A father and son coroner team find increasingly bizarre clues when they work on the body of a young Jane Doe. Soon they are plagued by strange and terrifying phenomena.
Directed by Andre Ovredal and written by Ian Goldberg and Richard Naing, The Autopsy of Jane Doe grossed $6 million at the box office and was met with largely positive reviews. Ovredal was inspired by The Conjuring and its roots in classical horror. He wanted to do a horror film that would be pure horror and be like going back to basics. One of the most important aspects of the film for Ovredal was the casting of the Jane Doe. He cast Olwen Kelly who he said had the most difficult role in the film.
Trivia: Olwen Kelly was the first person that Ovredal auditioned for the role and although Ovredal auditioned further people, he said that he knew instantly that Kelly was the right person for the role. One of the reasons that she was picked was because of her knowledge of yoga. This enabled her to control her body and breathing whilst being laid on the autopsy table.
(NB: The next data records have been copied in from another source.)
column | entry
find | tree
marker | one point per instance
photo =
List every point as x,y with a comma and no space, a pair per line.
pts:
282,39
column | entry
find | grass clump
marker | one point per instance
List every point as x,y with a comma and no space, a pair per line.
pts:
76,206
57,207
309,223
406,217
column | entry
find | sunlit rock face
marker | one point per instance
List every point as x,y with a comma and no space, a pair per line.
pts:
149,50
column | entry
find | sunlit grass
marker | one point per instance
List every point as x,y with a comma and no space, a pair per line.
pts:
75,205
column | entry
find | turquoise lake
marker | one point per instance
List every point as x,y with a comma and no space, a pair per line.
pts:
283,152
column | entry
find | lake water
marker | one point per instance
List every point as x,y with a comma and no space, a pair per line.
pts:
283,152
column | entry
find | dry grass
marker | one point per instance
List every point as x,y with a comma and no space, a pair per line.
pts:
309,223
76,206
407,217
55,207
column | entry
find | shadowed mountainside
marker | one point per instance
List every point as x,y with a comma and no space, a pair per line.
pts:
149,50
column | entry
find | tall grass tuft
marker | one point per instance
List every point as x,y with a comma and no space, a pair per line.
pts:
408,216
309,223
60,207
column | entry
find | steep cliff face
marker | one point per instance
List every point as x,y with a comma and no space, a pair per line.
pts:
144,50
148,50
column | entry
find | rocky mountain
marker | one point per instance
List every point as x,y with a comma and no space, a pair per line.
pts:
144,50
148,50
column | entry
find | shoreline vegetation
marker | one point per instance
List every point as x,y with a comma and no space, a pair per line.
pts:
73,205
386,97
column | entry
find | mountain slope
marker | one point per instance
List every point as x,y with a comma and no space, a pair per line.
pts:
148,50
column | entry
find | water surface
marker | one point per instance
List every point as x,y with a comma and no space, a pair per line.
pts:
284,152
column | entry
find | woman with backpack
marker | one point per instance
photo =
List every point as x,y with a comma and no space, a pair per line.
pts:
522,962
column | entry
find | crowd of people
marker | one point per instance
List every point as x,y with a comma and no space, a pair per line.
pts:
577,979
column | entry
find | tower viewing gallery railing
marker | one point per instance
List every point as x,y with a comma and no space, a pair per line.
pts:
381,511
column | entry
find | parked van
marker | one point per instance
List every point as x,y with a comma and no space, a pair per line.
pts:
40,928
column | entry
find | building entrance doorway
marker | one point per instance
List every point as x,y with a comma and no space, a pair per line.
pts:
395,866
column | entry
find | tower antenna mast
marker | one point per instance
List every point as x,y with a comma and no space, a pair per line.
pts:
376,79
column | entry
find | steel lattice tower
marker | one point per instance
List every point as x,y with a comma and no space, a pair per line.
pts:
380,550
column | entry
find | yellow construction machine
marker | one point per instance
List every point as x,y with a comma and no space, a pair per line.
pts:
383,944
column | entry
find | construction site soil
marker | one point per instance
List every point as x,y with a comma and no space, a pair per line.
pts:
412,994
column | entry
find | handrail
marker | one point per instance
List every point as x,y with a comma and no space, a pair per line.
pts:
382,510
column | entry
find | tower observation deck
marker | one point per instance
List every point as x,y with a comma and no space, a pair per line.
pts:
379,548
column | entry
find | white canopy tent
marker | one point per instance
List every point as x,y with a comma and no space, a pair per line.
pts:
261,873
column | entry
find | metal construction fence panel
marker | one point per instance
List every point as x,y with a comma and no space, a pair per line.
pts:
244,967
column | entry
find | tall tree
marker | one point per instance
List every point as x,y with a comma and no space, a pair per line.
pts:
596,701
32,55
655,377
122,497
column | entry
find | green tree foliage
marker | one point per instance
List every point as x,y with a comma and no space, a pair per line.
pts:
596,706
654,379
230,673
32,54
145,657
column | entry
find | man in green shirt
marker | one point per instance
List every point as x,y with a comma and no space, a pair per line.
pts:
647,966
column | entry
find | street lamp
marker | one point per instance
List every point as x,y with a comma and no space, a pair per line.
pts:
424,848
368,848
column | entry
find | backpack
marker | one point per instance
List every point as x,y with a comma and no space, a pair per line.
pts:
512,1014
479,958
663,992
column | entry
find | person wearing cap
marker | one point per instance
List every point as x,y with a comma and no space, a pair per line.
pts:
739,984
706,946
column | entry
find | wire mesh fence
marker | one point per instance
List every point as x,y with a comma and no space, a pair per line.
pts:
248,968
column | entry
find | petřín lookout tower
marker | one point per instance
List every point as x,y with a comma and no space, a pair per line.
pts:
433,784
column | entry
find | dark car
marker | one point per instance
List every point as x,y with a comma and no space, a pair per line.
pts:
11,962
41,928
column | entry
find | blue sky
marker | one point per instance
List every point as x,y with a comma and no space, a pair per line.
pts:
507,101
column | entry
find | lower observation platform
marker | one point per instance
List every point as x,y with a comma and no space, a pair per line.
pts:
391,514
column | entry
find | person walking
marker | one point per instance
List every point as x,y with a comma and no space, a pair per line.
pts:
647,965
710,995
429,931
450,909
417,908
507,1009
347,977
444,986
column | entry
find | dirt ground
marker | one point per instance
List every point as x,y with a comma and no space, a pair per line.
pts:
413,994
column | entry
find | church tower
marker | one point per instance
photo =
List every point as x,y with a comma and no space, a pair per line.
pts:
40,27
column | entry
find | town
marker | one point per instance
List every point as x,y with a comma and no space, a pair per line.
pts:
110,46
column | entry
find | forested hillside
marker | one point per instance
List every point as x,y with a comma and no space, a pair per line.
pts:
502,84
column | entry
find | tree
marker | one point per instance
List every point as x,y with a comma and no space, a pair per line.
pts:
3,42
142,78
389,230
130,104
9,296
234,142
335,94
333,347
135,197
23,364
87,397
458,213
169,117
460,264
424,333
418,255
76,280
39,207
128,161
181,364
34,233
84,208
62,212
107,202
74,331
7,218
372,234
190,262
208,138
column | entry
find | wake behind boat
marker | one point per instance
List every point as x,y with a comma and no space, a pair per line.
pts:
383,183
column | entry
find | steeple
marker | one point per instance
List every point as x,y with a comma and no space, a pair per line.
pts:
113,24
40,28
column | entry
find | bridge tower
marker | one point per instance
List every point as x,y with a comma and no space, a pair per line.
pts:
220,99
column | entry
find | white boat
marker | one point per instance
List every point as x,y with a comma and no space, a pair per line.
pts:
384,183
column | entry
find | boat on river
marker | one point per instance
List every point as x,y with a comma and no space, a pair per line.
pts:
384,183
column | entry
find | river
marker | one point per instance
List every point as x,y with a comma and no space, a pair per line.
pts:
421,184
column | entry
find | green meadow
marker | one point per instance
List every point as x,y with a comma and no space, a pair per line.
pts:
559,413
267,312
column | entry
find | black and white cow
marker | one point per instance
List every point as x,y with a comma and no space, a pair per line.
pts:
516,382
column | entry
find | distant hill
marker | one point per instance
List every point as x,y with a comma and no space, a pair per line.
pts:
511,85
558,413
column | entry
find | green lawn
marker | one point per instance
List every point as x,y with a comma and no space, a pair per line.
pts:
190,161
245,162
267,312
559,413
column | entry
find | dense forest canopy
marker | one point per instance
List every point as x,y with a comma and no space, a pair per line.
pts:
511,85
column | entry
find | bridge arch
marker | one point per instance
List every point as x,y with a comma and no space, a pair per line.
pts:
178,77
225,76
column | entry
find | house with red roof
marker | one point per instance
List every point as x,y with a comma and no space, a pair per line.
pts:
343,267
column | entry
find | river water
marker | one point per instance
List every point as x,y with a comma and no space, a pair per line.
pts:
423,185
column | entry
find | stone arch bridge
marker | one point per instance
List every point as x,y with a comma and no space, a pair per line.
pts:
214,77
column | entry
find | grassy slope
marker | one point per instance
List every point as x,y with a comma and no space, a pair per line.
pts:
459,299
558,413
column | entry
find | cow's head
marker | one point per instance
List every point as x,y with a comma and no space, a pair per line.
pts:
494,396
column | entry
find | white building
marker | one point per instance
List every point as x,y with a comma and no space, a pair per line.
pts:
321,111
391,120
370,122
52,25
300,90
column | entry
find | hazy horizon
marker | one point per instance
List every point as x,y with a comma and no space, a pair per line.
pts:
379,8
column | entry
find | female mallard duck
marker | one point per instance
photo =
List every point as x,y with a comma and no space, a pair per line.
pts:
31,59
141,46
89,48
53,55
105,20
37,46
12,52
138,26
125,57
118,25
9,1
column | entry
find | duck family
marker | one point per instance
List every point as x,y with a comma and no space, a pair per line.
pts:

6. A Girl Walks Home Alone at Night (2014)
Summed up in three words: Treat women nicely.
In a worn down Iranian city, the residents encounter a skateboarding vampire who preys on men who treat women badly.
Described as the first Iranian vampire western ever made, A Girl Walks Home Alone at Night is the feature film debut of director Ana Lily Amirpour who also wrote the screenplay. The film received positive reviews and grossed $628,000 at the box office. The film was based on a short film of the same name by Amirpour. The short film was screened at film festivals before an Indiegogo campaign was launched in order to fund the feature film.
Trivia: Amirpour bears a similar resemblance to the Shelia Vand (The Girl) and so as lifelong skateboarder, she actually performed the skateboarding sequences in the film for the long shots.